Friday, January 30, 2009

Death from Ear Shock

So I haven't written in awhile.

Why?

Because I've spent the last week in the house taking care of my sick boyfriend and being all around "domestic".

(Not that I'm complaining. I love Mike and I love taking care of him...)

(Plus, since I was so nice to him, he's going to take me out to dinner... bonus for Ally!)

So I really had nothing to write about other than the copious amounts of phlegm and tissues in my life (both of which were not mine).

(See... aren't you happy that I spared you?)

Unfortunately, we've just started leaving the house again, so I still don't have a lot to write about.

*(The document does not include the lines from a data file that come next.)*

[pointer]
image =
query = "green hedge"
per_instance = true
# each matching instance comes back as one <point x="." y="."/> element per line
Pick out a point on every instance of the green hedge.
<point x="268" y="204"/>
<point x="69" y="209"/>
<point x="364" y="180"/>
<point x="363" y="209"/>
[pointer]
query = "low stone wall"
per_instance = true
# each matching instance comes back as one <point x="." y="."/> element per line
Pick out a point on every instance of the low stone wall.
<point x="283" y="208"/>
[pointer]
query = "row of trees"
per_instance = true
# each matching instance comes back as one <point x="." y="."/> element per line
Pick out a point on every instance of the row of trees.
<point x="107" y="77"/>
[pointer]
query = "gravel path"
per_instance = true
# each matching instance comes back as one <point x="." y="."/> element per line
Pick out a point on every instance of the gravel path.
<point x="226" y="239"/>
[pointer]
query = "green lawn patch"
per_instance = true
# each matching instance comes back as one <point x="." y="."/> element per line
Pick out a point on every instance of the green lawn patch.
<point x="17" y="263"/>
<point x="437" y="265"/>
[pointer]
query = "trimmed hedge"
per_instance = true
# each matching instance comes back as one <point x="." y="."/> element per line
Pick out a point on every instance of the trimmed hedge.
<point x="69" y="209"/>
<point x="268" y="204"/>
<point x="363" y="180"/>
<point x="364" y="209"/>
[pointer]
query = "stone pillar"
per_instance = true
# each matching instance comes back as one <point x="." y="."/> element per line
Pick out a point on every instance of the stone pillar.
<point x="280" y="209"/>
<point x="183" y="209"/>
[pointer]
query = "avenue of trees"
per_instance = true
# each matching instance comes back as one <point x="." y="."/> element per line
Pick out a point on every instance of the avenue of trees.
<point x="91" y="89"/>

Other than the fact that I think that my headphones are trying to kill me.

While I was walking the dogs today, it felt like something flicked my ear. I thought it was some mutant insect flying into the side of my head, so I let it go.

But then it happened again...

And again...

And again.

And every time it happened I would jump up in the air, bang the side of my head, and scream "What the fuck?", causing the other people who were out for a walk to cross to the opposite side of the street.

(Which is fine with me... Bonnie has a history of biting strangers...)

(Bad Bonnie.)

So I'm convinced that these headphones are trying to kill me by shocking my ear, thus sending an electrical current through my ear canal to my brain, thus ending my life.

Now... who would construct such an elaborate plan to end my life? These headphones didn't used to do this. My family is all traveling the world (without me), so I can't blame them (not that I would... it just gives them a mighty fine alibi).

And since I haven't left the house in several days, there can only be a few suspects.

So, if you have entered my house in the last week... you are under investigation.

(I can't blame Mike... he barely had the energy to stand up to take a shower, let alone get my headphones and alter them into death machines... plus, after this last week, I think that I've thoroughly convinced him that he couldn't possibly survive without me.)

And don't try to blame it on Bonnie.

(Hannah wouldn't be capable of such treachery... for one thing, if she got her paws on my headphones, she'd just eat them, not corrupt them.)

Bonnie may bite strangers... but she loves her Momma.